The system of inequality $\left\{\begin{array}{l}4x+y>6\\ 3x-y\le 12\end{array}\right.$

To find if the ordered pair $(2,-1)$ is a solution to the system of inequality.

Substitute $(2,-1)$ in the inequality,

        $4x+y>6$

$4\left(2\right)+(-1)>6$

           $8-1>6$

                $7>6$ is true.

Substitute $(2,-1)$ in the inequality,

         $3x-y\le 12$

$3\left(2\right)-(-1)\le 12$

           $6+1\le 12$

                 $7\le 12$ is true.

The ordered pair $(2,-1)$ made both the inequality true.

So the ordered pair $(2,-1)$ is the solution to the syetm of inequality.

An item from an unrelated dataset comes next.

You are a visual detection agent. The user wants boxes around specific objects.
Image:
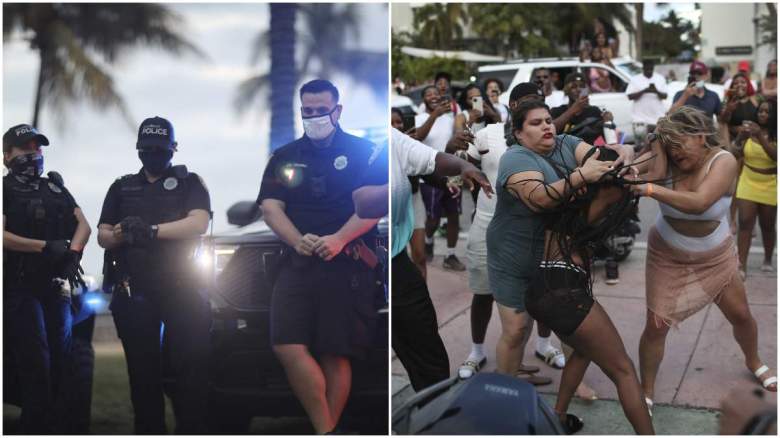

The system of inequality $\left\{\begin{array}{l}4x+y>6\\ 3x-y\le 12\end{array}\right.$

To find if the ordered pair $(3,-2)$ is the solution to the system of inequality.

Substitute $(3,-2)$ in the first inequality,

$4\left(3\right)+(-2)>6$

        $12-2>6$

              $10>6$ is true.

Substitute $(3,-2)$ in the inequality,

        $3x-y\le 12$

$3\left(3\right)-(-2)\le 12$

           $9+2\le 12$

              $11\le 12$ is true.

An ordered pair $(3,-2)$ made both the inequality true.

So the ordered pair $(3,-2)$ is a solution to the system of inequality.